Thousands of miles from her native Dominican Republic, Elena Abreu recalled the hard work of a people who years ago transformed the dusty, arid land of her tiny seaside village into a thriving town with its own synagogue, sanitation system, schools and dairy production facilities.

They were musicians, thinkers and celebrities, Abreu said in Spanish Monday before a Jackson Heights auditorium filled to capacity with Jewish community leaders, World War II veterans and more than half a dozen Queens politicians. “But they knew how to work the land and harvest its bounty,” she said.

As part of a special Holocaust Remembrance Day event, Abreu, now in her 60s, shared her feelings on growing up with the sons and daughters of 645 Jewish refugees, who between 1938 and 1941 escaped the tyranny of the expanding Nazi regime by fleeing to the unlikely Caribbean haven of Sosua.

“In the arid land, even the trees whisper their thanks to the Jewish (refugees),” Abreu said during the event organized by the Jackson Heights-Elmhurst Kehillah to pay tribute to the Dominican Republic for opening its doors to the refugees while other, more powerful nations, including the United States, turned their backs.

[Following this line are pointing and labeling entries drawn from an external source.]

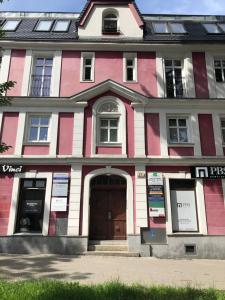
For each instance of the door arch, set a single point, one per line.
(107, 208)
(129, 198)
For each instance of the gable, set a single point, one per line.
(91, 22)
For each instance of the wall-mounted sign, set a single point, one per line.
(214, 172)
(11, 169)
(184, 211)
(156, 198)
(59, 204)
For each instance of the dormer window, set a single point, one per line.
(110, 22)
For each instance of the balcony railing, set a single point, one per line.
(40, 86)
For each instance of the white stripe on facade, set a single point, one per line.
(74, 200)
(5, 65)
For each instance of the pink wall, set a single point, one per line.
(88, 134)
(108, 65)
(35, 150)
(6, 185)
(65, 133)
(181, 151)
(109, 150)
(215, 209)
(9, 131)
(152, 134)
(200, 75)
(207, 135)
(16, 71)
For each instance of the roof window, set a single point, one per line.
(10, 25)
(44, 25)
(61, 25)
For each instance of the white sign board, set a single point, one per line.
(155, 178)
(184, 216)
(59, 204)
(60, 190)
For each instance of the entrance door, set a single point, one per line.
(31, 206)
(108, 209)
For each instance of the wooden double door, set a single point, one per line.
(108, 213)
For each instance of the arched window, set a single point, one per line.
(110, 22)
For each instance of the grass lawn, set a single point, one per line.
(55, 290)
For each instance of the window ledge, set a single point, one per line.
(181, 145)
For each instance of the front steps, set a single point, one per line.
(110, 248)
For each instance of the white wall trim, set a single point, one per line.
(129, 195)
(56, 74)
(27, 73)
(139, 132)
(54, 133)
(15, 200)
(74, 200)
(20, 133)
(78, 132)
(5, 66)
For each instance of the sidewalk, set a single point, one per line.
(90, 269)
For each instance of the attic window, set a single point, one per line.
(61, 25)
(44, 25)
(212, 28)
(110, 23)
(10, 25)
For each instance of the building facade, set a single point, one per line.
(117, 132)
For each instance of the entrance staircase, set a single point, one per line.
(110, 248)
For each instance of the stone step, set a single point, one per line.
(108, 247)
(108, 242)
(112, 253)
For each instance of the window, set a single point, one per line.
(219, 65)
(44, 25)
(87, 66)
(130, 67)
(38, 128)
(178, 130)
(10, 25)
(212, 28)
(41, 78)
(108, 120)
(61, 25)
(110, 22)
(223, 129)
(174, 81)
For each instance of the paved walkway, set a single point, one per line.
(89, 269)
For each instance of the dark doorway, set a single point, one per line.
(108, 208)
(31, 206)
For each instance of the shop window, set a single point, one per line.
(183, 205)
(41, 77)
(130, 67)
(38, 129)
(174, 80)
(178, 130)
(87, 66)
(219, 67)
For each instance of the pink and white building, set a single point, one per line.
(117, 128)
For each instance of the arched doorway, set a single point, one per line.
(108, 208)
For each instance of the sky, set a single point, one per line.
(211, 7)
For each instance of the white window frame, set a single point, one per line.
(28, 126)
(188, 126)
(130, 56)
(84, 56)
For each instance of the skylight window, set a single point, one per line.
(61, 25)
(212, 28)
(177, 28)
(44, 25)
(160, 27)
(10, 25)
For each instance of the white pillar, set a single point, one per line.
(74, 200)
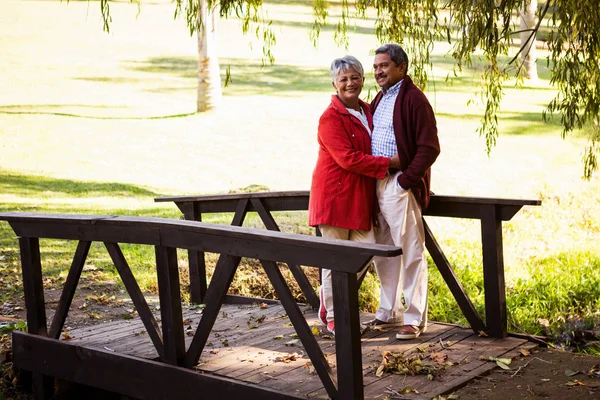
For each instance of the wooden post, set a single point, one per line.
(197, 265)
(33, 289)
(456, 288)
(347, 336)
(170, 305)
(493, 272)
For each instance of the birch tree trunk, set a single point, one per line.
(528, 55)
(209, 78)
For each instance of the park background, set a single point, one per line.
(102, 123)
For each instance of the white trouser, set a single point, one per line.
(401, 224)
(333, 232)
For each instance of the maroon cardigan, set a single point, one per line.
(416, 138)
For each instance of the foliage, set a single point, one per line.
(486, 29)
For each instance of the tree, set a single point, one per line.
(475, 29)
(528, 55)
(209, 74)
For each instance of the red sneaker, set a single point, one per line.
(322, 309)
(331, 327)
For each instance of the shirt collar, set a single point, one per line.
(394, 89)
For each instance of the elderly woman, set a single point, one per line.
(342, 194)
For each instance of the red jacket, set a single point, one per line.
(416, 138)
(342, 193)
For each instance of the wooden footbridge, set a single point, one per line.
(266, 350)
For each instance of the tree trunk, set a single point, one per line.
(528, 54)
(209, 78)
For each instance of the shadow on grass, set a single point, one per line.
(28, 185)
(515, 123)
(248, 77)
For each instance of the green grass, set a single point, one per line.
(114, 158)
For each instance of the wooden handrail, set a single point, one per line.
(490, 211)
(231, 240)
(439, 206)
(344, 258)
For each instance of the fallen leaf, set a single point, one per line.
(309, 367)
(574, 383)
(287, 358)
(570, 372)
(439, 358)
(594, 371)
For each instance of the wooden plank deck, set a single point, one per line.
(250, 344)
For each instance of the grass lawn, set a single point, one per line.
(111, 155)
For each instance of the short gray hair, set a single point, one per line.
(396, 53)
(344, 64)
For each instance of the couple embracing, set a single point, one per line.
(371, 182)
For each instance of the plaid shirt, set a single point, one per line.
(383, 140)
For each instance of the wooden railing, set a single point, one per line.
(490, 211)
(41, 352)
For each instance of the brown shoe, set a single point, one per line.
(407, 332)
(377, 323)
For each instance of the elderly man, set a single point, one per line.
(403, 123)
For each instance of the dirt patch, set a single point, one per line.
(545, 374)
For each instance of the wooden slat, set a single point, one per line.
(130, 376)
(219, 284)
(456, 288)
(33, 287)
(33, 290)
(235, 241)
(66, 297)
(170, 305)
(136, 295)
(302, 329)
(347, 335)
(435, 199)
(493, 273)
(240, 212)
(196, 262)
(303, 282)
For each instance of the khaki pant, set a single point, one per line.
(401, 224)
(333, 232)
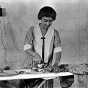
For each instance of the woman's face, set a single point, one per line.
(46, 22)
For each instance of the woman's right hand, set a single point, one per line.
(36, 59)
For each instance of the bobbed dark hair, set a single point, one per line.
(47, 11)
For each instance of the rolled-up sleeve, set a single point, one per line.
(28, 39)
(57, 43)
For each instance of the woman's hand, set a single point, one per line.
(36, 60)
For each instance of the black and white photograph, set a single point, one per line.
(43, 44)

At the same time, organizers remembered 6 million others who perished in Nazi concentration camps, as they called audience members up to light a memorial candelabra.

The predominantly German and Austrian refugees fled to the Dominican Republic, the only country in the Western Hemisphere that agreed during the 1938 Evian-Les-Baines, France, Jewish resettlement conference to accept a significant number of Jewish transplants from the Old World.

Borough President Helen Marshall attended the event organized by the coalition of 23 Queens Jewish community groups and synagogues.

During the 32-nation 1938 conference, organized by U.S. President Franklin Delano Roosevelt, Dominican strongman Rafael Trujillo agreed to accept as many as 100,000 refugees. Germany was still allowing Jews to emigrate so long as they transferred their assets to the German government.

At the time, said current Dominican Consul General Jose Pimentel Moreno, the Caribbean island nation’s residents numbered only about 2 million; other nations promised to admit no more Jewish refugees than existing immigration laws would permit, said Hannah Deutch, herself a Holocaust survivor who found refuge in Great Britain.

In 1940, Trujillo signed a formal contract with Nazi Germany and moved to issue 5,000 visas almost immediately.

“This is the one thing that might get (Trujillo) into the gates of heaven,” Marshall said of the former dictator.

But in the fall of 1941, Adolf Hitler slammed the door on Jewish emigration. Only 645 refugees made it to the Dominican Republic’s shores, settling in the northern town of Sosua.

“It doesn’t matter whether it was 650 or 200 or even one,” said City Councilwoman Helen Sears (D-Jackson Heights). “What is important is that a hand was extended (and) as long as a hand is extended to one, then it is extended to all humanity.”

“They came as refugees,” said Pimentel Moreno before receiving a number of proclamations from state and city legislators. “For us they became teachers, but more especially they became for us brothers.”

Though the number of original immigrants has dwindled to five or six after dying or moving away, Abreu said, the Jewish refugees left their mark on the town — today a thriving tourist center — and the country.

Today, Sosua still has a working synagogue, many of the immigrants’ children have married Dominicans and many of the refugees’ students have gone on to occupy pre-eminent positions in Dominican society, Abreu said.

Irma Linares, a friend of Abreu’s, also from the Sosua area located about 120 miles north of Santo Domingo, pointed to the accomplishments of master chef Mike Mercedes, a student of one of the Jewish refugees.

“The bond of friendship formed in 1938 between the Jewish people and Dominican Republic is forever,” said Kehillah President Ken Moskowitz.